The investigation Proof News published this week is the kind of story compliance teams should read carefully, set aside, and then read again. A nurse practitioner in Florida used her employer’s Talkspace benefit during one of the most vulnerable periods of her life — pregnancy discrimination, job loss, financial pressure, weeks from giving birth — and confided in a therapist by text. Two years later, when she sued that same employer, the employer’s lawyers obtained a court order producing every word she had ever typed to her therapist on the platform. The therapist, speaking on condition of anonymity to Proof News reporter Annie Gilbertson, said she was shocked at how much information the company held.
This is not a breach. It is not a failure of Talkspace’s security controls. It is the system working exactly as it is designed to work — and that is the part that matters.

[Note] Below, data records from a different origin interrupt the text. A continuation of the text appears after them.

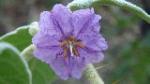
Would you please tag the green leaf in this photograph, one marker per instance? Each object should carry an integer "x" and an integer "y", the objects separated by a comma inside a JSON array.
[
  {"x": 13, "y": 68},
  {"x": 19, "y": 38},
  {"x": 41, "y": 72}
]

The Kamrass case is a clean illustration of a structural problem in the way US mental health privacy is built: a regulatory architecture written for paper-era therapy notes is now governing real-time message archives at a scale the architecture’s drafters did not contemplate. The result is a confidentiality regime that looks robust from the outside and turns out, in cases like this one, to have load-bearing exceptions wide enough to drive a deposition through.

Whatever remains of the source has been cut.